Sam and Purdue stood perplexed in the barren halls under the Al-Aqsa mosque. Their feet rested on the earth where Solomon had walked, where blood had been spilled over gods and power for centuries. Whatever was ensuing was far too great for their capacity as humans.

“She has the crown, Purdue,” Father Harper revealed. “That is why the Militum wants her. To restore the relic to a place where no man or woman can defile its power, and I fear she will have to sacrifice a lot more when we give her back to them. The Sacrifice of Baphomet is an ugly business for the one who steals its head, the crown of the idol.”

“What the fuck are you talking about?” Sam asked, his heart racing.

“The Templars who were reputed to worship Baphomet, those burned for consorting with the devil,” he started, “were discovered during a ritual that looked like a ceremony of worship. But what the church did not understand — what they perpetually neglect to fathom — is that not every ritual is for the sake of religion or worship. They were discovered doing exactly what the Militum will do if they do not get what they want. The restoration of the crown can only be achieved by means of the Sacrifice of Baphomet, a ritual. Simple as that.”

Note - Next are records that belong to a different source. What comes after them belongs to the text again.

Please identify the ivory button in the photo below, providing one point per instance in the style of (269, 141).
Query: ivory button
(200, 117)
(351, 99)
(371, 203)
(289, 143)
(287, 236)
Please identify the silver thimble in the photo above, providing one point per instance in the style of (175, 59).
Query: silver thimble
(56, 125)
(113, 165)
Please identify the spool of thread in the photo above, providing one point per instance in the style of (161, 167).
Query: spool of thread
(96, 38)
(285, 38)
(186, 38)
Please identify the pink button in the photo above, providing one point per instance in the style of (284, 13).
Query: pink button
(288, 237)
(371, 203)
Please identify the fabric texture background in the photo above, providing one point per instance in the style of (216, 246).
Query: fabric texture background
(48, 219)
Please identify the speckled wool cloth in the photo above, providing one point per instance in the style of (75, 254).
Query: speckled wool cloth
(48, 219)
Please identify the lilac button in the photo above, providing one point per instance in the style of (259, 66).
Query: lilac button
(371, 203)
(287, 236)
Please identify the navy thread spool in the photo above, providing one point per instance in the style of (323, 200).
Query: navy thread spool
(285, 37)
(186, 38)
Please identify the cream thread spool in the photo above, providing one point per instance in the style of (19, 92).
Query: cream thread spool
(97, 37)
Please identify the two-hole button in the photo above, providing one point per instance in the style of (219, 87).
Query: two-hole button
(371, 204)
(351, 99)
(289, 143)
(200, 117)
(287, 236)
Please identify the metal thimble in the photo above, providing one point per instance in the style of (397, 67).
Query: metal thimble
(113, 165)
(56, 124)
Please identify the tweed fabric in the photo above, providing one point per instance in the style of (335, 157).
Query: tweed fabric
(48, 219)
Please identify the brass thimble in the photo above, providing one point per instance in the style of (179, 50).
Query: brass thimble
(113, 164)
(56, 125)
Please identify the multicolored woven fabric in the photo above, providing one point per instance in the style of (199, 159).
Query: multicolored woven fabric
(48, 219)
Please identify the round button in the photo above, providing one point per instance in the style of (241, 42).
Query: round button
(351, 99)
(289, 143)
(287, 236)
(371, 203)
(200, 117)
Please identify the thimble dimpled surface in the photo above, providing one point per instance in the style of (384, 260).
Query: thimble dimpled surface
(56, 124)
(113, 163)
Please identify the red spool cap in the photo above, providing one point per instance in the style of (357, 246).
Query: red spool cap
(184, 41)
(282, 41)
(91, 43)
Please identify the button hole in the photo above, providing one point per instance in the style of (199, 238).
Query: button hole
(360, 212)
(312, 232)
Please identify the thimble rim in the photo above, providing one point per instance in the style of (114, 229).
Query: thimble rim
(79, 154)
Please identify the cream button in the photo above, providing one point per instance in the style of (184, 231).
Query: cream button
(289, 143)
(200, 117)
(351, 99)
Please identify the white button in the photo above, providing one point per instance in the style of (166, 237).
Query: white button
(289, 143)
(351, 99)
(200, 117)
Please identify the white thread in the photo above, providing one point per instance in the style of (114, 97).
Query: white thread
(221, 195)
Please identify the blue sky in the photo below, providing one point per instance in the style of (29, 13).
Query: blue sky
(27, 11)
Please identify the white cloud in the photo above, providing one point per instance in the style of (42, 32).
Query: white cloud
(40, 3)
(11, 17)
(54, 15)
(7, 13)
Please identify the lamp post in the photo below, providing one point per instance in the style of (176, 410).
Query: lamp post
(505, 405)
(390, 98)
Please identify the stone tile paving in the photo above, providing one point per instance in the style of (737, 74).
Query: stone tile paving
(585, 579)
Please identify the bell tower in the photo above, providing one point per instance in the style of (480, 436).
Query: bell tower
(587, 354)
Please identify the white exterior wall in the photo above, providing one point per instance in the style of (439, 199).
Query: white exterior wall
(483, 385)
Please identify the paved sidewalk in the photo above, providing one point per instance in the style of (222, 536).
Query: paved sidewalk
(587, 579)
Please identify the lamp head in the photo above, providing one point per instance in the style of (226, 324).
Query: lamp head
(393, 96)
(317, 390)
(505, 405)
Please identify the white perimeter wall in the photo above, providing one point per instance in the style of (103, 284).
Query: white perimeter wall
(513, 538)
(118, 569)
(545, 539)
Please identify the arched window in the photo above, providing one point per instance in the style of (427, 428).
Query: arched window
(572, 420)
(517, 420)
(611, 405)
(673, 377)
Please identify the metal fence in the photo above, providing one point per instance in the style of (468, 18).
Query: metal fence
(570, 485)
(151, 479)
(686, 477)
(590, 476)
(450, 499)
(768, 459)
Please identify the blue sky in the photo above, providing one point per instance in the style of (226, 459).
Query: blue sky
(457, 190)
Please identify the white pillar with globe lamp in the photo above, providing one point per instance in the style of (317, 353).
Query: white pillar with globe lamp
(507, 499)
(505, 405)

“We have to deliver Toshana before they run out of patience,” Sam told Purdue and the priest. “They will not wait much longer, and Nina will suffer for it.”

“I agree,” the priest said.

Purdue laughed. Shaking his head, he looked at them in disbelief and fear. “Are you out of your minds?” he chuckled, but his laughter was filled with betrayal. “My own friends! She was right! You are all just using me. Now you have used me to trap my beloved Toshana in a subterranean snare so that you can give her back to a bunch of killers?”

“Purdue,” Sam tried, but Purdue pulled out one of his defense devices, a pen shaped mechanism that directed a deadly laser. The beam was invisible, unless there was smoke present to detect it, but Purdue had the favor of clear darkness as he pointed the end at Father Harper. Spittle foamed at his mouth, his eyes wide with fearful defense.

“You are not taking Toshana. I swear to Christ, I will slice you both in half!”